Peter stood, his feet deep in dust, and smiled at Urquhart. Rodney watched the two a little cynically from the wall. Peter looked what he was—a limping vagabond tramp, dust-smeared, bare-headed, very much part of the twilight road. In spite of his knapsack, he had the air of possessing nothing and smiling over the thought.
Peter said, “How funny,” meaning the combination of Urquhart and the motor-car and Tuscany and the grey dawn and Rodney and himself; Urquhart was smiling down at them, his face pale in the strange dawn-twilight. The scene was symbolical of their whole relations; it seemed as if Urquhart, lifted triumphantly above the road’s dust, had always so smiled down on Peter, in his vagabond weakness.
“I don’t think,” Urquhart was saying, “that you ought to walk so far in the night. It’s weakening.” To Urquhart Peter had always been a brittle incompetent, who could not do things, who kept breaking into bits if roughly handled.
“Rodney and I don’t think,” Peter returned, in the hushed voice that belonged to the still hour, “that you ought to motor so loud in the night. It’s common. Rodney specially thinks so. Rodney is sulking; he won’t come and speak to you.”
Urquhart called to his cousin: “Come with me to Florence, you and Margery. Or do you hate them too much?”
“Much too much,” Rodney admitted, coming forwards perforce. “Thank you,” he added, “but I’m on a walking tour, and it wouldn’t do to spoil it. Margery isn’t, though. You go, Margery, if you like.”
Urquhart said, “Do, Margery,” and Peter looked wistful, but declined. He wanted horribly badly to go with Urquhart; but loyalty hindered.
Urquhart said he was going to Venice afterwards, to stay with his uncle Evelyn.
“Good,” said Peter. “Leslie and I are going to do Venice directly we’ve cleared Florence of its Objects of Beauty. You can imagine the way Leslie will go about Florence, his purse in his hand, asking the price of the Bargello. ‘Worth having, isn’t it? A good thing, I think?’ If we decide that it is he’ll have it, whatever the price; he always does. He’s a sportsman; I can’t tell you how attached I am to him.” Peter had not told even Urquhart that one was ever glad of a rest from Leslie.
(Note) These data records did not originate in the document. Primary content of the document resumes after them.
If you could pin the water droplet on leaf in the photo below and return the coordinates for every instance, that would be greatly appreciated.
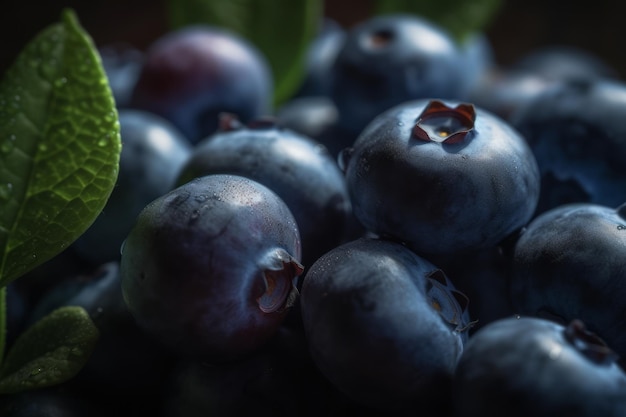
(6, 190)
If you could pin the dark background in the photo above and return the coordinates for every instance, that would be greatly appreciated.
(519, 27)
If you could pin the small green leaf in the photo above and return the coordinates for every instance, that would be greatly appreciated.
(59, 146)
(459, 17)
(280, 29)
(49, 352)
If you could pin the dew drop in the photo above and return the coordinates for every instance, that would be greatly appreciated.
(8, 145)
(6, 190)
(60, 82)
(36, 371)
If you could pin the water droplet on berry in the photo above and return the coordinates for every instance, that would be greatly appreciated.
(344, 158)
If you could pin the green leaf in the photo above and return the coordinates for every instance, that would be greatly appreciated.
(49, 352)
(280, 29)
(460, 17)
(59, 146)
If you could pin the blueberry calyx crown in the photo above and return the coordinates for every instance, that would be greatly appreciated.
(279, 291)
(451, 304)
(588, 343)
(444, 124)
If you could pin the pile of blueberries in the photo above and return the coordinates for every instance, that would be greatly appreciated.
(418, 231)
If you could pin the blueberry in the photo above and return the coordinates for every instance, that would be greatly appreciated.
(389, 59)
(153, 152)
(297, 168)
(502, 92)
(564, 62)
(569, 263)
(384, 325)
(577, 133)
(534, 367)
(192, 74)
(317, 118)
(209, 268)
(441, 177)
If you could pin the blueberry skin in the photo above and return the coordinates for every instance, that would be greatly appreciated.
(533, 367)
(503, 92)
(569, 263)
(316, 117)
(192, 74)
(153, 152)
(578, 135)
(209, 268)
(440, 197)
(383, 325)
(390, 59)
(564, 62)
(300, 170)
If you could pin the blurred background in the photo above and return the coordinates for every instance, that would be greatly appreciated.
(518, 28)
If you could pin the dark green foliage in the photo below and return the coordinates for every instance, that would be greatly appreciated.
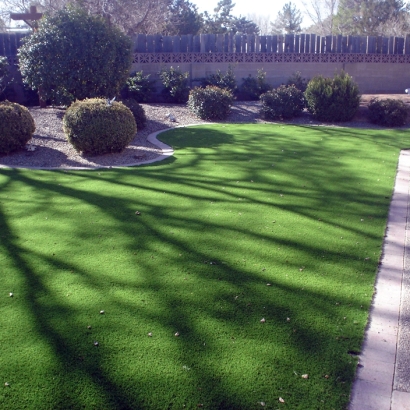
(298, 81)
(16, 127)
(252, 88)
(288, 20)
(222, 80)
(137, 111)
(388, 112)
(93, 126)
(5, 76)
(139, 87)
(283, 103)
(210, 103)
(75, 56)
(175, 83)
(183, 18)
(333, 99)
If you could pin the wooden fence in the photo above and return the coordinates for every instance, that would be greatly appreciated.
(288, 43)
(226, 43)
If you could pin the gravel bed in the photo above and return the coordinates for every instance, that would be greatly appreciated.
(51, 149)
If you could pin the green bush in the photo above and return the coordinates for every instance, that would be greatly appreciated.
(252, 88)
(74, 56)
(298, 81)
(222, 80)
(137, 111)
(333, 100)
(175, 83)
(16, 127)
(95, 127)
(139, 87)
(283, 103)
(5, 76)
(210, 103)
(388, 112)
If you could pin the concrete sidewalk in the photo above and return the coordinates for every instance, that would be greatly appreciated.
(383, 375)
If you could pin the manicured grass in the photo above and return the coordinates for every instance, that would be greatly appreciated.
(245, 222)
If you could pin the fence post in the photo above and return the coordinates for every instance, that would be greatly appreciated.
(302, 43)
(407, 45)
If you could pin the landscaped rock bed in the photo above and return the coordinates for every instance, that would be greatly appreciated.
(51, 149)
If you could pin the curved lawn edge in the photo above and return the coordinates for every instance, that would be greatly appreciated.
(167, 152)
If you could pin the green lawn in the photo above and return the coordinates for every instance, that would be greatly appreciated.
(244, 223)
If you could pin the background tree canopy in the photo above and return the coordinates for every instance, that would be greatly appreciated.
(74, 56)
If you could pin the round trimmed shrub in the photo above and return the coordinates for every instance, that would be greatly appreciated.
(252, 88)
(94, 126)
(210, 103)
(16, 127)
(137, 111)
(333, 99)
(389, 112)
(74, 55)
(285, 102)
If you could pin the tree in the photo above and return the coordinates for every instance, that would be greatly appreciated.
(74, 56)
(322, 13)
(241, 25)
(262, 21)
(368, 17)
(183, 18)
(220, 21)
(288, 20)
(131, 16)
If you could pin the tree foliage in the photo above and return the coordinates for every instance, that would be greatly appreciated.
(74, 56)
(131, 16)
(371, 17)
(182, 18)
(223, 21)
(288, 21)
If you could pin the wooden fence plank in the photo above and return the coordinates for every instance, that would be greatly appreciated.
(158, 43)
(141, 43)
(399, 45)
(302, 44)
(308, 45)
(385, 45)
(243, 44)
(250, 41)
(196, 44)
(339, 43)
(274, 44)
(280, 43)
(371, 44)
(269, 44)
(263, 44)
(407, 45)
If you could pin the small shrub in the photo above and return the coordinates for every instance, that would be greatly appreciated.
(252, 88)
(139, 87)
(5, 76)
(93, 126)
(222, 80)
(388, 112)
(333, 100)
(175, 83)
(210, 103)
(298, 81)
(16, 127)
(137, 111)
(283, 103)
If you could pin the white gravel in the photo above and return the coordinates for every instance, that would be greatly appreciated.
(51, 149)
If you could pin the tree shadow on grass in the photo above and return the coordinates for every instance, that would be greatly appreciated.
(224, 357)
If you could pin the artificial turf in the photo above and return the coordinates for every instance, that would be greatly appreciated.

Urquhart said, “Well, if you won’t come,” and hummed into the paling twilight, and before him fled the circle of golden light and after him swept the dust. Peter’s eyes followed the golden light and the surging whiteness till a bend in the road took them, and the world was again dim and grey and very still. Only the little cool wind that soughed among the olive leaves was like the hushed murmuring of quiet waves. Eastwards, among the still, mysterious hills and silver plains, a translucent dawn was coming.
Peter’s sigh was very unobtrusive. “After all,” he murmured, “motoring does make me feel sick.”
Rodney gave half a cynical smile with the corner of his mouth not occupied with his short and ugly pipe. Peter was pipeless; smoking, perhaps, had the same disastrous effect.